Keith Thurman-Shawn Porter Claim Welterweight Supremacy in Rematch-Quality Duel
At long last, boxing fans woke up to a pleasant morning after.
Rather than the walk of shame prompted by sought-after fights performing far below expectations, the Saturday night duel between Keith Thurman and Shawn Porter warranted a beaming stride of pride.
The 12-rounder at Barclays Center was not only competitive from the first bell to the last and maintained a level of excitement that left 12,000-plus fans—not to mention a few media guys—gasping for breath, but the immediate reaction from both combatants in the afterglow was that they’d welcome the chance to do it all again.
Yes, you read that right.
There were no “I’m going to meet with my team” hedges or “I fight who my promoter tells me to fight” cop-outs. Just two 20-somethings in the primes of their athletic careers recognizing that they each needed the push from the other to reach a level of acclaim neither had sniffed before.

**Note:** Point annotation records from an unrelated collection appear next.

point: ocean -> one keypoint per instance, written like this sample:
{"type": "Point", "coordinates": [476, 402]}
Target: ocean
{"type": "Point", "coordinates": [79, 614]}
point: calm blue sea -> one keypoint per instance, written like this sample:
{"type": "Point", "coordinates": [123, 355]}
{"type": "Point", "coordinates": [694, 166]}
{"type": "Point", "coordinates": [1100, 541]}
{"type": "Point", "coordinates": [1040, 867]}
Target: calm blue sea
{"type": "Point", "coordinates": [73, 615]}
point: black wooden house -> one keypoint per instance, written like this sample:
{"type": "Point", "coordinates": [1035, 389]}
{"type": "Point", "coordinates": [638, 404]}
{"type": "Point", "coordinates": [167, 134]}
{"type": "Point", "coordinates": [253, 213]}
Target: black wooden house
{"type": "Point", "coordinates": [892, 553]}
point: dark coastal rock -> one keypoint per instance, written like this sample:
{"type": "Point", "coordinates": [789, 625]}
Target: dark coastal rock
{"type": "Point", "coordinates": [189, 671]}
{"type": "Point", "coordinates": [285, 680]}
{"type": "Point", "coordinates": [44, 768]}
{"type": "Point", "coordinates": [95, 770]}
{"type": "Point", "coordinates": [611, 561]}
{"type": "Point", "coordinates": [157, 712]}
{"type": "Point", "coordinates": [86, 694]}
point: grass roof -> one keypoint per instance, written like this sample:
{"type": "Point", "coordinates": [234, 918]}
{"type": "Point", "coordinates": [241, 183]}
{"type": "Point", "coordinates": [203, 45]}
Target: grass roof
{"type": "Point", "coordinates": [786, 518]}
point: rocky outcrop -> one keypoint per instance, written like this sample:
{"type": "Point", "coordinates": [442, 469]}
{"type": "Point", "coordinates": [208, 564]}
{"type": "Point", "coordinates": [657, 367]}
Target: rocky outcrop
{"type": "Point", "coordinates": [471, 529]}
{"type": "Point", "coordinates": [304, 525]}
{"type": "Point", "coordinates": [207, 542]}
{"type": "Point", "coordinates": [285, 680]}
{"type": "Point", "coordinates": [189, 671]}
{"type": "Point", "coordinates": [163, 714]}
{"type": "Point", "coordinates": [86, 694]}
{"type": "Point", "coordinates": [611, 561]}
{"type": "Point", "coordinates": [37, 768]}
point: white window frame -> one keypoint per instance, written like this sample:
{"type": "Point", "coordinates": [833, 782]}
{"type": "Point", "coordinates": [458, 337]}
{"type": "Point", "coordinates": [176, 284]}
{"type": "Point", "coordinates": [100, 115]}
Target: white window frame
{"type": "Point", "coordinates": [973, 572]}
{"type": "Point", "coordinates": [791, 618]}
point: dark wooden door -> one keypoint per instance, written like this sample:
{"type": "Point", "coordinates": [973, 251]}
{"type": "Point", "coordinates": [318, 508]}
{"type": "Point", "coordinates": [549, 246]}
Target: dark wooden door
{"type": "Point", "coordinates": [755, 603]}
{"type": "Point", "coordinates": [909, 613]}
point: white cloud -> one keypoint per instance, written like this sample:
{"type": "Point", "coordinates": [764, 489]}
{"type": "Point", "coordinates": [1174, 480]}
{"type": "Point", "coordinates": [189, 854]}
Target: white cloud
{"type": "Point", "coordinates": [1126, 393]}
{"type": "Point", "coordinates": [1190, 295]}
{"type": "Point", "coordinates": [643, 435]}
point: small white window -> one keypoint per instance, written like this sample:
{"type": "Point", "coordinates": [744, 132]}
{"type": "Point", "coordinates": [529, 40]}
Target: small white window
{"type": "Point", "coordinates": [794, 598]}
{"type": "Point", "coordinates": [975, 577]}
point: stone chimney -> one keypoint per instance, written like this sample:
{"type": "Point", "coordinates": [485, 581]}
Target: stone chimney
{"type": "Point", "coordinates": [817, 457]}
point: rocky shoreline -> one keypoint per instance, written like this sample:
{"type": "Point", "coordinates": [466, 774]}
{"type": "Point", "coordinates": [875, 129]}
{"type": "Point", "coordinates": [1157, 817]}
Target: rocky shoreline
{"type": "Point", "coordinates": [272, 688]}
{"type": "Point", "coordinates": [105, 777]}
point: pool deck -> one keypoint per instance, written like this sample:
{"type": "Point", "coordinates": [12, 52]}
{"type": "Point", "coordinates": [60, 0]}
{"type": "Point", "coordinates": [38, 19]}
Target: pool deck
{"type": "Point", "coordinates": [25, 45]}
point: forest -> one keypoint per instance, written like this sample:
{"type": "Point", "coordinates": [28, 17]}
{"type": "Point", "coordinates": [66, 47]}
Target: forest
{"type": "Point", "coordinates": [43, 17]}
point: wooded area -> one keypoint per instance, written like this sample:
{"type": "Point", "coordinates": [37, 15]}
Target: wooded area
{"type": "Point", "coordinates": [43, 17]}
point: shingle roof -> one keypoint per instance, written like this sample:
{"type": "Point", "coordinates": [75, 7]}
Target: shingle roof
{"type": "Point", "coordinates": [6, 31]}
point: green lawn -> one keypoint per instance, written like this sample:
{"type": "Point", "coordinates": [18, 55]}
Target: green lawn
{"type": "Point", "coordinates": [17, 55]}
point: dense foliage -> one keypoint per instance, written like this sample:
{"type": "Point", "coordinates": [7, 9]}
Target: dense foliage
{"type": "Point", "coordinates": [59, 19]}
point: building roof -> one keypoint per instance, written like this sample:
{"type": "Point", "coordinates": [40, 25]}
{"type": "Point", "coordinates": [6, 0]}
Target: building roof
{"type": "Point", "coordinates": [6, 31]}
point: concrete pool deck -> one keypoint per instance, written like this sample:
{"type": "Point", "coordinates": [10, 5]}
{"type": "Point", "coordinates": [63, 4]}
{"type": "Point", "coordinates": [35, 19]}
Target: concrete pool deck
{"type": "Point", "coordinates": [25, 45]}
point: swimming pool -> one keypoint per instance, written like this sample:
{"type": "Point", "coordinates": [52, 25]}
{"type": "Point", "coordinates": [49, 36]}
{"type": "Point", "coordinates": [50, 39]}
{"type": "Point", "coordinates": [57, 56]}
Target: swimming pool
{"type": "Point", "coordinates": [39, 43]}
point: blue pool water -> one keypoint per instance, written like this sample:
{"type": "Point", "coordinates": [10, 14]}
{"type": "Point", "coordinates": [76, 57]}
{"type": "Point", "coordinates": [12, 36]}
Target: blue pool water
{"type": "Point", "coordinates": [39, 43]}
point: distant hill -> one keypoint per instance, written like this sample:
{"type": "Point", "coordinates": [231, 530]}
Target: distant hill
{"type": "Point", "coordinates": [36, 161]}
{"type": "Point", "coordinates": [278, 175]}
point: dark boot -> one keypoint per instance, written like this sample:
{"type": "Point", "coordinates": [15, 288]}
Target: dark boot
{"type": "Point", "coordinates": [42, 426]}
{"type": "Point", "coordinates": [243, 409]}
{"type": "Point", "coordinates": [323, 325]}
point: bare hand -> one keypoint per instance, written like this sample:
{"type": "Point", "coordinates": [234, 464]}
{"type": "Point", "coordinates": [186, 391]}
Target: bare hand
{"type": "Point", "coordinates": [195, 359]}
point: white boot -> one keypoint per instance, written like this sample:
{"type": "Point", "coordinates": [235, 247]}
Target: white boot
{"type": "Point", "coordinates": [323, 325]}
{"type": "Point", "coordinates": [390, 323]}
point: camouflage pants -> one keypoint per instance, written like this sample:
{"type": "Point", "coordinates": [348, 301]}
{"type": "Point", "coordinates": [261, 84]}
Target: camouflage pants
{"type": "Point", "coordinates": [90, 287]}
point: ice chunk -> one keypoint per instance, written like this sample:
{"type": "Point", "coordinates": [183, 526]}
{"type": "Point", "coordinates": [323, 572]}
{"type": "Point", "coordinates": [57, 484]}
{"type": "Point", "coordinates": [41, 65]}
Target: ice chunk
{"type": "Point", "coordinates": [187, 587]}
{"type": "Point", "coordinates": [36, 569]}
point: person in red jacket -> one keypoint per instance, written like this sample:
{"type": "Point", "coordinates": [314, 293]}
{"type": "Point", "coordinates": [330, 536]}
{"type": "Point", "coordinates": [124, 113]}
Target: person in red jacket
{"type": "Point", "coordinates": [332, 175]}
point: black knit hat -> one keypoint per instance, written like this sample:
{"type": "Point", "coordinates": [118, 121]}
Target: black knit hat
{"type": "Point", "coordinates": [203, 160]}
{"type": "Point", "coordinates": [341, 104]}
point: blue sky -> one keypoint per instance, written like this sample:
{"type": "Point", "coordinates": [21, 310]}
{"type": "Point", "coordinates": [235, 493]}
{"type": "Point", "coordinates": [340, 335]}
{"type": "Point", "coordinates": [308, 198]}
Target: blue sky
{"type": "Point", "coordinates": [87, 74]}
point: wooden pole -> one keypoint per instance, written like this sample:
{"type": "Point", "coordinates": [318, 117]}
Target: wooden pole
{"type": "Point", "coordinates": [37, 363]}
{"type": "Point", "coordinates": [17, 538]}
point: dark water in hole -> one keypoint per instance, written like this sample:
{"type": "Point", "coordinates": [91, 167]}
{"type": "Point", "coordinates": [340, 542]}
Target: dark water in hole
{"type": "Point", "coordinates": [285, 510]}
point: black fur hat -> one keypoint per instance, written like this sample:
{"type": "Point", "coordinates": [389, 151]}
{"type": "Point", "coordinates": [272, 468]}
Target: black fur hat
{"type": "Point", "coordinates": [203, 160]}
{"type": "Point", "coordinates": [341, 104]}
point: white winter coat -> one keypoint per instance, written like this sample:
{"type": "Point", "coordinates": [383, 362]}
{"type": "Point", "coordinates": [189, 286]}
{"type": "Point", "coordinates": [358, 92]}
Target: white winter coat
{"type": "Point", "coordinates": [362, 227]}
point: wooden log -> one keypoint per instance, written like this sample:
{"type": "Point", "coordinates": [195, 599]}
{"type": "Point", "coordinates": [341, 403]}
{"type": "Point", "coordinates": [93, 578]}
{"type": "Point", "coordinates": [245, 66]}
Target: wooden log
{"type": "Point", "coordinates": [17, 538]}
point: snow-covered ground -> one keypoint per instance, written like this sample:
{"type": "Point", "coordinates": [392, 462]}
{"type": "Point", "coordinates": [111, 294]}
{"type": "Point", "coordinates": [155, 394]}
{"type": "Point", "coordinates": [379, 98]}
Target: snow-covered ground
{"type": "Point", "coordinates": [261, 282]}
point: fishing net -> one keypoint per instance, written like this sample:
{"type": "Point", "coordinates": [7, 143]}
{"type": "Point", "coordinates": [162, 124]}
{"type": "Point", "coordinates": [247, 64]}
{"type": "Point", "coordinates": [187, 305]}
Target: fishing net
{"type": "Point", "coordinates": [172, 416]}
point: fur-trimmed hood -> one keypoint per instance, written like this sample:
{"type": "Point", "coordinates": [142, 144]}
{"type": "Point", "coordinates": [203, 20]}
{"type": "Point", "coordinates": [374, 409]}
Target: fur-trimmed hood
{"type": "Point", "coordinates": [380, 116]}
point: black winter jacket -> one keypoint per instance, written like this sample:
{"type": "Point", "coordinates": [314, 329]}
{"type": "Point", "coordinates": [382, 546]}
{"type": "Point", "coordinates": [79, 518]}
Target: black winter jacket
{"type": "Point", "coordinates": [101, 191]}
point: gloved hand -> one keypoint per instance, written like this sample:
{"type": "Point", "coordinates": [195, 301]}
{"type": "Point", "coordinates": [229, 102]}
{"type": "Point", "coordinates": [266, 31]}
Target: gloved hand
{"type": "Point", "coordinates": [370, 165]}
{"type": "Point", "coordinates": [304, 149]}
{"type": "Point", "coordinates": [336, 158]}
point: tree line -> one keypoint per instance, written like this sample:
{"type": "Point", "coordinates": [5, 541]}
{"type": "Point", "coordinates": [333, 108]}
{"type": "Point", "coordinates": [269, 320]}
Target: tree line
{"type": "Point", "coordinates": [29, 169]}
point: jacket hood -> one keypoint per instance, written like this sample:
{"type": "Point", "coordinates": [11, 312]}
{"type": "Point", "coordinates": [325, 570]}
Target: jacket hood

A new era where the best fight the best without half-decades of posturing?
Imagine that.
“I would do a rematch. It was a great fight. He’s a great opponent,” Thurman told Showtime’s Jim Gray, moments after he retained his WBA welterweight belt with three official scorecards that read 115-113.
And on the other side, Porter, though he certainly thought he’d won the fight—a view, if volume is indicative, shared by much of the Brooklyn crowd—spent less time grousing about injustice and more time sharing Thurman’s sentiment that it was a war worth fighting again:
"At the end of the day, I'm blessed. We worked hard, Keith is a great champion. My dad says to keep your head up. I think I won the fight, but I'm satisfied because the competitor came out tonight. We need that rematch. I know the fans want that rematch. If he gives me another chance, I'm going to work hard in the ring and leave with his title.
"
Truth told, if Saturday was an accurate blueprint, it might take a few more to settle things.
Thurman entered the ring claiming his accuracy and jolting power would separate him from his No. 2-ranked challenger, and there were indeed several times when he was able to punish Porter’s recklessness with shots that buckled his foe’s knees or stood him straight up. But none did lasting damage on the Ohio-reared 28-year-old, who continued to press the fight and clearly made Thurman uncomfortable while frequently keeping his back pinned to the ropes and forcing him to rumble.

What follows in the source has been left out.